Une aubaine ? Pas vraiment, selon Fatima Zohra Chaoui qui considère cette loi "régressive car focalisée sur la répression plutôt que la prévention". La loi contient beaucoup d’insuffisances, fait-elle remarquer. "Les violences conjugales ne sont pas définies, le féminicide non plus, et les aggravations de peine sont toujours insuffisantes."
Par ailleurs, "la femme a besoin de protection avant que le fait (féminicide) ne se produise, et les mécanismes de prévention et de protection sont quasi inexistants". En effet, seules les cellules de prises en charge sont prévues par la loi, dans le cadre de l’accompagnement et la prévention des violences à l’égard des femmes, et par conséquent des féminicides.

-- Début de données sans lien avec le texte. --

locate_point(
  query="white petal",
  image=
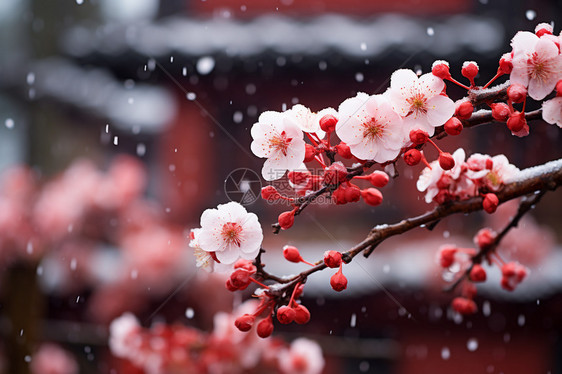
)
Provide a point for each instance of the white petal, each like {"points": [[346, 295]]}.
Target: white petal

Fatima Zohra Chaoui a également tenu à mettre en lumière la précarité dans laquelle les femmes se retrouvent lorsqu’elles tentent de quitter leur agresseur. "Quand la femme fait le pas de porter plainte, ce qui demande beaucoup de courage, elle quitte son foyer et une sécurité financière, ce qui peut être déstabilisant. Il faut donc l’accompagner et la protéger. Et c’est là où un grand manque subsiste au Maroc. La prise en charge est totalement inadéquate".

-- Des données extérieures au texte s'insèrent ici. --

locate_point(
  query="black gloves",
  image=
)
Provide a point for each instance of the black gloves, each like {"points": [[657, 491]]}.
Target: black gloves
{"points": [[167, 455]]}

Dans ce sens, il faut prévoir des centres d'hébergement d’urgence pour les femmes en détresse, assurer un soutien psychologique et juridique et multiplier les outils de protection dans la chaîne pénale, au commissariat et à l’hôpital. Il s'agit aussi de mettre en place des mesures d'éloignement du conjoint violent et de former les professionnels, car la plupart des femmes victimes de violences se résignent à accepter leur sort pour éviter une double victimisation, détaille notre interlocutrice.
Fatima Zohra Chaoui s'attarde aussi sur l’épreuve des demandes de preuves qui découragent les femmes à porter plainte. "Il faut que la loi soit plus souple sur les preuves de violences conjugales et que les professionnels soient formées détecter les signes révélateurs d’une expérience de violence."
Face à ces dysfonctionnements de la justice, il est nécessaire que les acteurs juridiques et politiques s'emparent de la dénomination de féminicide, premier pas vers la reconnaissance légale de ce fait social.